Syrian immorality tales: Two men in the conflict who didn’t deserve their fate

The cruelty of Omar’s treatment is exactly the reason why the whole crisis began in Syria

Robert Fisk
Wednesday 25 September 2013 10:41
A Syrian couple mourn in front of dead bodies
A Syrian couple mourn in front of dead bodies

This is a tale of two tragedies. One of them is of Omar, now a gardener in a public park in a Syrian village called Boeyda. The other story belongs to Captain Antun Maluhi of the Syrian army. Their terrible ordeals say much about Syria and its war and about both sides in the conflict, a morality tale if you like – perhaps immorality is the right word – for neither deserved his fate.

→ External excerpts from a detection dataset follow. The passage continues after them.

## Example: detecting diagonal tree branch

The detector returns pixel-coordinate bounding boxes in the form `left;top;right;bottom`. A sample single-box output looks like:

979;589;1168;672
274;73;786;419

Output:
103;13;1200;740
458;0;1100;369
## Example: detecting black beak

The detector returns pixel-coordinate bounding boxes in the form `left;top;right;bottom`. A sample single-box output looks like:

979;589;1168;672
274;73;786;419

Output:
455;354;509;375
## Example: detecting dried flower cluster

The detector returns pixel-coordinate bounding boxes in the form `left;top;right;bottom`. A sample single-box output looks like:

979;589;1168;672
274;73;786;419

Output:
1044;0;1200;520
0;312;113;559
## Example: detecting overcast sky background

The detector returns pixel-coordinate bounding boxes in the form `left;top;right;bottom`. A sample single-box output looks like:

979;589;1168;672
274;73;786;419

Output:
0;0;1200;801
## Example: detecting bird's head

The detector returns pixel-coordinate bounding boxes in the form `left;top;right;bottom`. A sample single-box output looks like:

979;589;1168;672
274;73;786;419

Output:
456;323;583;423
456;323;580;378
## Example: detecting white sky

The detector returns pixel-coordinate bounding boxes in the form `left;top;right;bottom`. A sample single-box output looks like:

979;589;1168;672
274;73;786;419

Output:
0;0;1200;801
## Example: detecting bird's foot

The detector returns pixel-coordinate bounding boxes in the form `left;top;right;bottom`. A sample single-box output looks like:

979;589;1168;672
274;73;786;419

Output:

Let us start with Omar – his real name, although his family name must remain obscure for all the usual reasons – who is, or was, a doorkeeper on a block of apartments in Damascus, an illiterate, poor man with seven children who decided last year to return to his home village south of Damascus to work in the local park. But in January, his wife reported to a friend of mine that her husband had disappeared.

He was used to danger. One of his sons had already been kidnapped and then released. But now he had disappeared into the maw of army security. The family swiftly found out what had happened. Arrested by the military intelligence service, the cops found on his mobile phone two telephone numbers for his two brothers. And both of them were in the Free Syrian Army, the first rebel group to oppose the Assad regime. Why was he calling his brothers?

By now, the family was becoming desperate. Omar’s wife was begging for money to keep her children fed. And she could not even find out where her husband was imprisoned. Jails in Syria now are fearful places; they lack adequate food for prisoners and many inmates are said to have died. Family friends pleaded with the intelligence services for news of Omar. Could they send him food? Could they visit him? Where was he being held?

The enquiries went all the way up to a Brigadier General who said merely that he did not know where Omar had been taken. Nor, it seems, did he care. And now, in September, nine months after he was “disappeared”, we do not know if Omar is alive or dead. Was he supposed to refuse to speak to his own brothers? He is, for God’s sake, illiterate. So what is this genius supposed to have done that he should be put in prison? Why not treat him as a human being?

The story tells much about the cruelty and culture of impunity of the “mukhabarat” which has always stained the Syrian regime. It is shameful and outrageous and, indeed, was exactly the reason why the whole crisis began in Syria at the height of the Arab awakening. If men like Omar were treated with respect, would Syria have slipped over the edge?

But now to Captain Antun Maluhi, whose cousin by chance happens to be a friend of mine. A regular soldier and a Christian, married with two children, he was based five months ago in Raqqa, where the local Kurds operated with the army. A safe posting. But then the Kurdish militia left Raqqa and the Free Syrian Army stormed the tiny government garrison, killing several soldiers and capturing others, including Captain Maluhi.

Being the venal folk they are, the FSA – Obama’s favourite militia, let us remember, and friends of John McCain – called up the Maluhi family who live in the small Christian town of Mar Maritsa in Homs province, very close to the Krak des Chevaliers crusader castle known in the past to so many foreign tourists. The FSA offered to release Captain Antun Maluhi if the family would cough up five million Syrian pounds – about £18,000 – for his freedom. Alas, they could not. The Maluhis, like Omar’s family, are dirt poor. They couldn’t even borrow that much money.

Weeks passed and the FSA took Captain Maluhi up to the Turkish border from where they allowed him to call his family. He pleaded with them to find the money. We don’t know if they were struggling to find the cash. But in the meantime, the al-Nusra Brigade, the fearful religious force which has allied itself to al-Qa’ida, took over the region from the FSA. And we heard no more of Captain Maluhi.

Until this past weekend. For on Friday, the Lebanese New TV channel broadcast a communiqué from al-Nusra that they intended to execute their prisoner because he was “a Christian, a kaffir, an infidel”.

And then on Sunday, the television website carried a new story. Captain Antun Maluhi had been executed. Murdered. Because he was a Christian.